In the context of other autoimmune disorders, a study of systemic lupus erythematosus (SLE) patients revealed that this group might be at an increased risk of developing severe disease from COVID-19. Some studies have suggested that this elevated risk might be particularly significant in older individuals with SLE, who are more likely to experience severe symptoms and require hospitalization following COVID-19 (41, 42). In addition, reports suggest that clinical symptoms experienced by these individuals might be altered following infection with COVID-19. Specifically, fever, anosmia (loss of sense of smell), and cough are the most common clinical manifestations of SARS-CoV-2 in patients with lupus (43, 44).
This study investigated whether contracting COVID-19 heightens the likelihood of mortality for individuals afflicted with MS. In general, it is observed that the likelihood of catching COVID-19 in individuals with autoimmune diseases is markedly greater than in those without such conditions.
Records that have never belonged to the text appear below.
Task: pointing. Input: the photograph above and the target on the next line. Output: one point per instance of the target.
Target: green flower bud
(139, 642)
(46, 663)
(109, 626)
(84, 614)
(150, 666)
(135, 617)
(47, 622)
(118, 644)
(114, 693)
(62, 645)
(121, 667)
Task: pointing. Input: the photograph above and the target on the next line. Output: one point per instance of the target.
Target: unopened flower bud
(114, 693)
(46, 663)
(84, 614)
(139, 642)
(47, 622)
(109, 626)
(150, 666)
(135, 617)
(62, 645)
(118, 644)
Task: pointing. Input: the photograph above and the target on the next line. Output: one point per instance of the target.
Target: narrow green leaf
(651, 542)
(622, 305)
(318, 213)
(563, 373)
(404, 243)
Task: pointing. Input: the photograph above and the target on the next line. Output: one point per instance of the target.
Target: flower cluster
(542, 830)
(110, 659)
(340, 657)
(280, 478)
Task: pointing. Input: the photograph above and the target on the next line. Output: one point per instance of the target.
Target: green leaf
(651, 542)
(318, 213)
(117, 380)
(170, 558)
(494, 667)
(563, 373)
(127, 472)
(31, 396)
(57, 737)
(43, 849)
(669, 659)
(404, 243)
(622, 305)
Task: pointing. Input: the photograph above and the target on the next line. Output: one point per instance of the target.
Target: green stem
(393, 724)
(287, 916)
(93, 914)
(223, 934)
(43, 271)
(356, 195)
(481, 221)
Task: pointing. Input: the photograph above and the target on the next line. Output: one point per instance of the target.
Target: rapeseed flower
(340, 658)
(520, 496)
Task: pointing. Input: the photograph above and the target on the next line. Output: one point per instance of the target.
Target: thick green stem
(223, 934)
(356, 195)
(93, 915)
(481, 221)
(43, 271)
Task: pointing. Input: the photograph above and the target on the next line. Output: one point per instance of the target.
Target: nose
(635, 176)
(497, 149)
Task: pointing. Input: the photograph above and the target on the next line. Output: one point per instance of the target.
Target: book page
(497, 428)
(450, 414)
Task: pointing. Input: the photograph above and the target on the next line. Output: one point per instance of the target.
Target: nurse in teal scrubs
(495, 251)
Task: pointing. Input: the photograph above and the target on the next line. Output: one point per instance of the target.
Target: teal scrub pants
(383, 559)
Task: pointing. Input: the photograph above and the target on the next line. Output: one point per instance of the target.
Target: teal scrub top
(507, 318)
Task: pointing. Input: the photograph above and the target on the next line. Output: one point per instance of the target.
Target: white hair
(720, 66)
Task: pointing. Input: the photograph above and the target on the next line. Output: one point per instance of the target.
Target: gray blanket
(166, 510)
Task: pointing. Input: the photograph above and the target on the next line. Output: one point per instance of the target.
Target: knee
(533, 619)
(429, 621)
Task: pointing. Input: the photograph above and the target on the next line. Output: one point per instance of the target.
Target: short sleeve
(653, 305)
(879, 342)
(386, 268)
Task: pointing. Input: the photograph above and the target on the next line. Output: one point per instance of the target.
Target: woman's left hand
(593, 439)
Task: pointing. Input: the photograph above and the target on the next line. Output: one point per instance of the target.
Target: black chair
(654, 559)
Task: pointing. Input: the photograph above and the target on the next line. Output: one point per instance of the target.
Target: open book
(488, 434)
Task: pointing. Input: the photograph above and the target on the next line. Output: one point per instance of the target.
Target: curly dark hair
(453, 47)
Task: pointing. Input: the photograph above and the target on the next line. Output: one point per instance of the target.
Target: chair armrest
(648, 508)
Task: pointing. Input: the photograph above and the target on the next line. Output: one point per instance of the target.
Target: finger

Moreover, it has been observed that autoimmune disease is linked to a 1.31-fold rise in the risk of mortality among patients affected by COVID-19 (45). The findings of the present study indicated that the risk of death due to COVID-19 among patients with MS is significantly greater than that of the non-infected cohort. The aforementioned results are consistent with previous reports detailing the elevated risk of COVID-19-related death among individuals with MS, which has been estimated to increase by 24% (46).
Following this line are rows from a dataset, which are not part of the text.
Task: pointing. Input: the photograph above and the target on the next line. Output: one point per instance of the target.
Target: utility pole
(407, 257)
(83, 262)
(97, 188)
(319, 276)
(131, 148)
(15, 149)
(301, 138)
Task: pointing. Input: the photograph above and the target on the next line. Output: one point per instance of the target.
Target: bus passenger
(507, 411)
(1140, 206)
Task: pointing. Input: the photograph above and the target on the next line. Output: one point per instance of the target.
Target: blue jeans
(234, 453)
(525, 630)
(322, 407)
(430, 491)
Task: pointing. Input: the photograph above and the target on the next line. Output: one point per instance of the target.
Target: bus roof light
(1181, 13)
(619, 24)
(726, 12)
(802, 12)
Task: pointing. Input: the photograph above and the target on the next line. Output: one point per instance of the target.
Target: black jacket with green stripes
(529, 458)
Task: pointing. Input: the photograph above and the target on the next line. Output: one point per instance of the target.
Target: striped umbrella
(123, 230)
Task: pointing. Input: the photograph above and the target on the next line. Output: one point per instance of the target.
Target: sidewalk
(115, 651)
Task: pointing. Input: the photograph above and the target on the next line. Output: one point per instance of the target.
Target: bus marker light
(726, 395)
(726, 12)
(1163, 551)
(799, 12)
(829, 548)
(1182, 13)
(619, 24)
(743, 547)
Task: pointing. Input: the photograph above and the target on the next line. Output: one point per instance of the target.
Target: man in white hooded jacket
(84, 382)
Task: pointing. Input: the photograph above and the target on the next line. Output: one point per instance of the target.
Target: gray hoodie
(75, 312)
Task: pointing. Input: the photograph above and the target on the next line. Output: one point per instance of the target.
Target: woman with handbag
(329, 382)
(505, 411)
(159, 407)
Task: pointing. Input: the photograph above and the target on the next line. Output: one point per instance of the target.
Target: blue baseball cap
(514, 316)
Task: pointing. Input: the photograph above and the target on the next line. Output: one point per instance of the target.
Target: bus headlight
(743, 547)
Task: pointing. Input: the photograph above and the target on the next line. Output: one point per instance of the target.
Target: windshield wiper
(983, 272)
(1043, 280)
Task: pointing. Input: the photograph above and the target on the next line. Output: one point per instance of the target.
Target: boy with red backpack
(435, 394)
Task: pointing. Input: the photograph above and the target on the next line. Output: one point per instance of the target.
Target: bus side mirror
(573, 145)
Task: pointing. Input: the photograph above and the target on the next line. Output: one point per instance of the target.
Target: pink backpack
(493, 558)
Although it should be noted that the results might vary due to the patient treatment status and the diverse stages of the disease, further studies with detailed information, including different strains of SARS-CoV-2 and larger statistical populations, are necessary to obtain more comprehensive insights.
5.1. Conclusions
The study examined the clinical manifestations of COVID-19 in individuals diagnosed with MS, aiming to discern differences in symptoms among those infected and those solely affected by MS. Among the obtained findings, the study noted that individuals with both MS and COVID-19 tended to be younger than those with MS alone. Additionally, certain symptoms, such as dizziness, breath shortness, and vomiting, were significantly more prevalent in individuals with both conditions. Furthermore, the risk of death due to COVID-19 was notably higher among those with both MS and the virus. The data unveiled a significant correlation between specific symptoms and the presence of COVID-19 in individuals diagnosed with MS. Notably, the study highlighted the heightened risk of severe outcomes and mortality correlated to COVID-19 in this particular population. Overall, the findings emphasize the significance of understanding the distinct clinical presentation of COVID-19 in individuals already diagnosed with MS, shedding light on potential correlations between the two conditions and the impact on disease severity and mortality.